Namun warga yang tinggal di dekat lokasi yang diusulkan mengatakan mereka telah diabaikan dalam proses tersebut.
“Tidak ada yang menghubungi saya,” kata Shanard Weems, yang tinggal di salah satu lingkungan mayoritas kulit hitam di kota itu, kepada Al Jazeera. “Pendapat kami tidak penting, tidak masuk hitungan.”
Penduduk setempat menyuarakan penentangan mereka melalui balai kota, audiensi publik, dan protes masyarakat. Pada September 2021, sebelum pemungutan suara terakhir atas rencana fasilitas tersebut, audiensi publik berlangsung selama 17 jam, dan sebagian besar dari mereka yang berbicara menentang “Cop City”. Tetap saja, dewan kota menyetujuinya dengan 10-4 suara.
Hutan tempat pusat akan dibangun dulunya milik suku asli Muscogee, sampai pemerintah AS memindahkan mereka secara paksa ke Oklahoma pada tahun 1800-an. Gerakan menentang pusat pelatihan polisi telah menarik aktivis hak-hak masyarakat adat yang mencoba untuk mengklaim kembali hutan tersebut sebagai Taman Rakyat Weelaunee.
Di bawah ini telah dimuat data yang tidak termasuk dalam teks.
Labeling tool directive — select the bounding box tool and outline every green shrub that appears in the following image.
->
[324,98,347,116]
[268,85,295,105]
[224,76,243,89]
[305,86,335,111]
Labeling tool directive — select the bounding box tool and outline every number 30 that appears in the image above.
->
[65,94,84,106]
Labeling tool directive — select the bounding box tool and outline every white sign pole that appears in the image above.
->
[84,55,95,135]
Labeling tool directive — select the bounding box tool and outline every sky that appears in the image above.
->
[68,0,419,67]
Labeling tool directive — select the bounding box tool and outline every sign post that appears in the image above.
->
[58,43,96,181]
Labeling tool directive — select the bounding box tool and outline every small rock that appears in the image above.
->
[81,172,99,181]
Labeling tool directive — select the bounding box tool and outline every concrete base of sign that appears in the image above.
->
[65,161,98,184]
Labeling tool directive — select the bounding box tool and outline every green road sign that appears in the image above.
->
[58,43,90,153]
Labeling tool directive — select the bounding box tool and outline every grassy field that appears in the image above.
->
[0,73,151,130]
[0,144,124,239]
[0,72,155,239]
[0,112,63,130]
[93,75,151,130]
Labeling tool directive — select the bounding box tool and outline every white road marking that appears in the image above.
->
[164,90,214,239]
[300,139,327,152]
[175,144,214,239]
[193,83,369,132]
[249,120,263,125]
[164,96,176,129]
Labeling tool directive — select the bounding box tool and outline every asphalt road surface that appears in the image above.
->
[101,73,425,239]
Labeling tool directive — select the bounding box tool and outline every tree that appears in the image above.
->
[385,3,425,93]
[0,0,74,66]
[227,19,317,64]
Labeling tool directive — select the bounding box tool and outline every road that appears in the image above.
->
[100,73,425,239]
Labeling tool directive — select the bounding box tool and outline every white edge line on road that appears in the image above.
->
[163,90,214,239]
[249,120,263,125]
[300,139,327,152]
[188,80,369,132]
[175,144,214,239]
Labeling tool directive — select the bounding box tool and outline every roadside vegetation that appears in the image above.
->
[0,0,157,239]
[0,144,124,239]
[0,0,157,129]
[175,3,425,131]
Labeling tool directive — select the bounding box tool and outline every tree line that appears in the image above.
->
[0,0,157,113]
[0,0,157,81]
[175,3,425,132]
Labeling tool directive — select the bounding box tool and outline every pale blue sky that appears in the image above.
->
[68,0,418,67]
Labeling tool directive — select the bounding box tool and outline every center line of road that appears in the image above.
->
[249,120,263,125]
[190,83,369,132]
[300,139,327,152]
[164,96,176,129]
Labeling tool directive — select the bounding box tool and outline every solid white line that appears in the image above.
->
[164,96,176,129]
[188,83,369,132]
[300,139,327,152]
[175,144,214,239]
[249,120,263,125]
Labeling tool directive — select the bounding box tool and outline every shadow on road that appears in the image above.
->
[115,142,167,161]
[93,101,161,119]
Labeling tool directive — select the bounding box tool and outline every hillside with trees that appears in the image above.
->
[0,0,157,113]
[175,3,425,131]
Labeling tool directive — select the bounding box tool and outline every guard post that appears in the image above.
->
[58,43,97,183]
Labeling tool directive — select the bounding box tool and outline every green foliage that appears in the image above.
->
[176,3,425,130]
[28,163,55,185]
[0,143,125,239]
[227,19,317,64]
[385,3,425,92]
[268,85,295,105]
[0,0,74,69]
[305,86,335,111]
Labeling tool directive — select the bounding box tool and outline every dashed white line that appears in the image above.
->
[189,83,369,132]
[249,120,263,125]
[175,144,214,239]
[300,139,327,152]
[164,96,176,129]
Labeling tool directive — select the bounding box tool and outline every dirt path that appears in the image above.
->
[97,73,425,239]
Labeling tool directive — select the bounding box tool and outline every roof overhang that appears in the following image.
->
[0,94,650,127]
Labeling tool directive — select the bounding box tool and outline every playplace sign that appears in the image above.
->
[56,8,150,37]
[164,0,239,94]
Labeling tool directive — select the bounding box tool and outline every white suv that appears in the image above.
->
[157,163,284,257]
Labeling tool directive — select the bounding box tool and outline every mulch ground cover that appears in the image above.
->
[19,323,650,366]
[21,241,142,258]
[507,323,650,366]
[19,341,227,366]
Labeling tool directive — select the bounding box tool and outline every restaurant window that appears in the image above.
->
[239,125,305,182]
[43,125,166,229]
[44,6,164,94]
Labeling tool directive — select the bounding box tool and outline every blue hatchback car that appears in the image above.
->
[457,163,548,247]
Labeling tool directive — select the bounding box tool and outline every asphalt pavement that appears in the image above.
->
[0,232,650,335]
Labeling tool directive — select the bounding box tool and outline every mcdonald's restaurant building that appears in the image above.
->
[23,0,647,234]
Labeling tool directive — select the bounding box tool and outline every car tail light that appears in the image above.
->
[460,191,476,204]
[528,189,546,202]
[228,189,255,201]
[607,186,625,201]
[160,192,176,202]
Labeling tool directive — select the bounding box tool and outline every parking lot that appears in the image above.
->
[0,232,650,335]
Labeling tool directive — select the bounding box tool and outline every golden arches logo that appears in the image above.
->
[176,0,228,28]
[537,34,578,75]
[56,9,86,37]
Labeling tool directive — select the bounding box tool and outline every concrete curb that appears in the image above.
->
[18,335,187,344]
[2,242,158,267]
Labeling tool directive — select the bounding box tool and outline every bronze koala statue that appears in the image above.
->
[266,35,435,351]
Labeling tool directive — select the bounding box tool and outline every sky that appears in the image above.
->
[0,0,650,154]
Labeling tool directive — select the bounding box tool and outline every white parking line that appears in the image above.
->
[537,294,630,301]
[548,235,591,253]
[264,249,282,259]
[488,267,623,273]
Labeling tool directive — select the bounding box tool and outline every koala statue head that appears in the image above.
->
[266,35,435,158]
Para penentang mengatakan penghancuran hutan akan membuat penduduk di daerah itu lebih rentan terhadap suhu tinggi dan banjir, sementara yang lain mengatakan bahwa kota harus berinvestasi lebih banyak pada komunitas lokal, daripada polisi.
“Itu hanya investasi yang buruk,” kata aktivis Rukia Rogers kepada Al Jazeera, “ketika kita memiliki anggota komunitas kita yang tunawisma, atau anggota yang tidak memiliki cukup makanan.”